A menina, que tomava um refrigerante, estava com medo de uma abelha pousada na borda da latinha da bebida. O homem, então, na busca de mantê-la despreocupada com o inseto, deixou escapar uma frase contrastante com o volume neuronial de sua boca: “As abelhas não agridem as flores”. É mais do que gasta a metáfora de flor para mulher, só que isso foi quebrado quando à frase foi adicionado o substantivo “abelhas” e o verbo “agridem”. Fosse esta frase de autoria de alguém identificado com poesia, ela não teria chamado a minha atenção tanto assim.

O título deste texto saiu da boca do poeta Francisco Perna Filho, que é um amigo muito especial. Seu verso não me causou estranhamento, pois ele procede de alguém verdadeiramente poeta, haja vista que seus versos não são forjados em bigorna. Perna não é deixar sua musa na salmoura para que ela lhe inspire versos. Inclusive até comentei com ele que senti um quê de Mario Quintana em seu verso. E como nossa conversa estava tematizada em poesia, ele acabou dando mais fôlego ao texto posteriormente (inclusive me privilegiando como primeiro leitor). Seu poema, agora está postado em seu blog, diz o seguinte:

Borboleta não é flor que se cheire,

é voo,

eflúvio de céu,
sentença de várzea,
abismo de horizontes.


O quê de Mario Quintana que enxerguei nos versos de Francisco Perna vem de alguns versos do poeta gaúcho, os quais são profundamente filosóficos. São muitas as pessoas que vivem correndo atrás de borboletas.
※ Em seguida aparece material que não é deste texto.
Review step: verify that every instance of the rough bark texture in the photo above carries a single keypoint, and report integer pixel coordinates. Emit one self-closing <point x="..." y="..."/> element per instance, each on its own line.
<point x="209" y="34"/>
Situação pior, no entanto, é a daquelas que nem isso fazem para o entretenimento dos olhos.
“O segredo é não correr atrás das borboletas...                                                
É cuidar do jardim para que elas venham até você.”

Aproveitando que o assunto é borboleta, vou pegar uma carona no voo de Antoine de Saint-Exupéry, autor de “O pequeno príncipe”, que, respectiva obra, também fala de borboletas de forma filosófica, mostrando-as como metáfora de algo maravilhoso, algo este que representa a compensação dos momentos difíceis:

“Disse a flor para o pequeno príncipe: é preciso que eu suporte duas ou três larvas se quiser conhecer as borboletas.”

Antes que o leitor dê uma toalhada nesta crônica, como fez o Brás Cubas machadiano com uma borboleta preta que entrou em seu quarto, vou cortar as asas deste texto...  para assim dar mais tempo ao leitor e a mim principalmente para que a gente possa preparar o jardim e esperar as borboletas.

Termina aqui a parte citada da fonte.